Now, after 11 years, all the improvements have kept.
Female, 38 years old
She was diagnosed with multiple sclerosis when she was 30 (in 2003).
When she first arrived on the 2-nd of February 2005 at the age of 32, shudders and the feeling of electrical current were present quite often in her hands, legs and along her spine; she was also suffering from fatigue.
After 7 treatments (within three weeks of her first visit) the shudders and the feeling of electrical current were appearing less often.
After 12 treatments (within two months of her first visit) the shudders and the feeling of electrical current in her hands, legs and along her spine were even more rare, there was less fatigue and it occurred less often, she was doing better psychologically.
Six months after her first visit and occasional treatments the shudders and the feeling of electrical current were even more rare, she was rarely tired and was doing even better psychologically.
A year and a half after her first visit and occasional treatments she was only tired after larger and longer forms of exertion, psychologically she was doing really well.

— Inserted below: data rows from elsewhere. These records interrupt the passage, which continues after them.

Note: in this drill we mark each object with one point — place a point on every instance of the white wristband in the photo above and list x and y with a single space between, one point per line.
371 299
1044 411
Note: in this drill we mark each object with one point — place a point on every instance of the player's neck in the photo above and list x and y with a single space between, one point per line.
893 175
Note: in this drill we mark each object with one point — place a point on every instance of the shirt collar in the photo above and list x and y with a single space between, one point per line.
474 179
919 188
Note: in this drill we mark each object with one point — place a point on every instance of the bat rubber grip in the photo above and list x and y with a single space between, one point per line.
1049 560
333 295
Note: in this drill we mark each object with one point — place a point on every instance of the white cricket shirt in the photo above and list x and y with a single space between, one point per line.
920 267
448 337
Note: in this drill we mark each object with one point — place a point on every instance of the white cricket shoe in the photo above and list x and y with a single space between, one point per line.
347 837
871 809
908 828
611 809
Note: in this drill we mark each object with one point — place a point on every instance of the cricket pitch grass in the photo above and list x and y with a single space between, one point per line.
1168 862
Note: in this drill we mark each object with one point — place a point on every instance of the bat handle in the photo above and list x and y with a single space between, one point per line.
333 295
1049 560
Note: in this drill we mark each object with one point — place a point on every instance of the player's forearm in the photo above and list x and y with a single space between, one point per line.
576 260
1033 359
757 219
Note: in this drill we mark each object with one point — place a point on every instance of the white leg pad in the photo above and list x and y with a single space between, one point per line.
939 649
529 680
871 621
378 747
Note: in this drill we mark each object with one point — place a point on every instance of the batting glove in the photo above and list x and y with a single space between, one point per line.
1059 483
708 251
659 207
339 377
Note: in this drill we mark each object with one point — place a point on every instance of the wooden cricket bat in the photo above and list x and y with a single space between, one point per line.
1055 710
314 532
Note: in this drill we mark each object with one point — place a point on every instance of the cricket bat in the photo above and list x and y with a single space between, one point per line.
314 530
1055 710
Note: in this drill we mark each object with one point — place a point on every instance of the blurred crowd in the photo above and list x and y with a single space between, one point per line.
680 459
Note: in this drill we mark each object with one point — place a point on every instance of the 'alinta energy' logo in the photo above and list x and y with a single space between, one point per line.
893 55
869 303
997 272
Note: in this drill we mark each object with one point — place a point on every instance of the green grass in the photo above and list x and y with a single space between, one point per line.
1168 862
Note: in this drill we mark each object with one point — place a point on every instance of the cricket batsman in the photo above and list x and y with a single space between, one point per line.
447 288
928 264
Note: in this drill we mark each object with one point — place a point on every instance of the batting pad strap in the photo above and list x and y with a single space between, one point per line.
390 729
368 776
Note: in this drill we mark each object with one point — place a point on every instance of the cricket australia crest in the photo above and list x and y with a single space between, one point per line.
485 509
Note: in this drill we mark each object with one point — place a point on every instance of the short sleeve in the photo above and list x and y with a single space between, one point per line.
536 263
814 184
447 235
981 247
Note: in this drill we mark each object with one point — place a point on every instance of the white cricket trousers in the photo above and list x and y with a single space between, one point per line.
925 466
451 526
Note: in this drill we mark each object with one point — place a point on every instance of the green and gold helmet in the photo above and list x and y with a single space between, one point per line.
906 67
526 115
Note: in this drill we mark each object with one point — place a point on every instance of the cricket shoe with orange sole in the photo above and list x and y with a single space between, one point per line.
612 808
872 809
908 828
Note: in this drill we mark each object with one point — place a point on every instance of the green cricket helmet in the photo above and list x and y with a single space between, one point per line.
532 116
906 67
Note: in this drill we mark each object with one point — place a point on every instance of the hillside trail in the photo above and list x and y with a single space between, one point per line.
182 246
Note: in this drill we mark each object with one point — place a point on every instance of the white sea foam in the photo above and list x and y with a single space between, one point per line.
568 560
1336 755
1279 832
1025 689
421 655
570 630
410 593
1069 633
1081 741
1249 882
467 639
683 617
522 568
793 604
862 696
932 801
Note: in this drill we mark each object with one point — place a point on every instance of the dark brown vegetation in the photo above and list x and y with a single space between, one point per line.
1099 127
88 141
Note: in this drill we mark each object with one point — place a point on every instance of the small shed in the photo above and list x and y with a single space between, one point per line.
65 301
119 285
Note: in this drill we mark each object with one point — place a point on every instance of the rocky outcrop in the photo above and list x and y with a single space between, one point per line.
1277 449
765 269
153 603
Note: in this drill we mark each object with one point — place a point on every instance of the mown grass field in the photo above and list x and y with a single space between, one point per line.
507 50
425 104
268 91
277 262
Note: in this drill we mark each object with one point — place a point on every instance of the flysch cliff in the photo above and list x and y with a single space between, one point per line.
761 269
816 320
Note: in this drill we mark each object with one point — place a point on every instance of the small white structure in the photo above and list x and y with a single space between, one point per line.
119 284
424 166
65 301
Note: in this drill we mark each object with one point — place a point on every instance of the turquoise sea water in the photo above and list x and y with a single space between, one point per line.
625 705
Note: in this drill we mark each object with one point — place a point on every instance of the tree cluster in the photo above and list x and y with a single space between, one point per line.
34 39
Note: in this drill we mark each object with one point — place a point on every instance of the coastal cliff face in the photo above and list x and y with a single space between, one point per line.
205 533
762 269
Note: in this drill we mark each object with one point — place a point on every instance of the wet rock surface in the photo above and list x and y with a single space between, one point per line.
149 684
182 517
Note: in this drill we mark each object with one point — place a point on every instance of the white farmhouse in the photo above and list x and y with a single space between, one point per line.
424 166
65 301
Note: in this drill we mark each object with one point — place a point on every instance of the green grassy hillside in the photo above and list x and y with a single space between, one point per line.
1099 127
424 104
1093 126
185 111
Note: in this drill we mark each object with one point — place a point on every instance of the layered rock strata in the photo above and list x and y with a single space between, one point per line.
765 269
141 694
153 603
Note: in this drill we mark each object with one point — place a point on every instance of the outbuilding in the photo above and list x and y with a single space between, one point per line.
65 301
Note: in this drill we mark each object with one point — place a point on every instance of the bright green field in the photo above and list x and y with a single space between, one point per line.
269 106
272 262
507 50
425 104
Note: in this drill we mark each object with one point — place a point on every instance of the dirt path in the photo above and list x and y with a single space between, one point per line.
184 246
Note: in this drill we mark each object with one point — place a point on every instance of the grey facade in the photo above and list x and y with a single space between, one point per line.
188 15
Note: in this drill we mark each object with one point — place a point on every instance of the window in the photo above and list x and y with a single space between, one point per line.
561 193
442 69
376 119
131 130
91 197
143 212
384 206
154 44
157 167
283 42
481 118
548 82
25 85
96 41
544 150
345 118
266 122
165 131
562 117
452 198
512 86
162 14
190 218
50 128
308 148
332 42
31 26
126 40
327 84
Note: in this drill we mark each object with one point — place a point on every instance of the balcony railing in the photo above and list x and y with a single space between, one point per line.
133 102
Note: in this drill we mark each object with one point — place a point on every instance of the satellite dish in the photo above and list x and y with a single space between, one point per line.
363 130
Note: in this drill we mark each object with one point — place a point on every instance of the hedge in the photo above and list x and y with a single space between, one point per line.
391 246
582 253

During the last year the shudder and the feeling of electrical current occurred very rarely.
A magnetic resonance imager result in 2007 determined that there were no lesions on the brain that had been present in the first test results and the spinal cord had 50% less lesions compared to the first test results.
From 2007-2011 she underwent only a couple of treatments. The shudders and the feeling of electrical current are very rare and do not last long. The magnetic resonance imager results done each year show no progression of the disease, that there are no brain lesions and that the spinal cord had 50% less lesions compared to the first MRI results.
The success rate for the application of this therapeutic method with people diagnosed with multiple sclerosis depends a lot on the state the patient is in on his first visit and especially on the psychological state of the patient. Experience has shown that people that were in severe stages of the disease (walking with aids, low mobility of hands and difficulty with speech) had very good results; unassisted and proper walking, great strength, precise hand movements and normal speech. In some cases the first results are apparent quite fast (within the first month of treatment).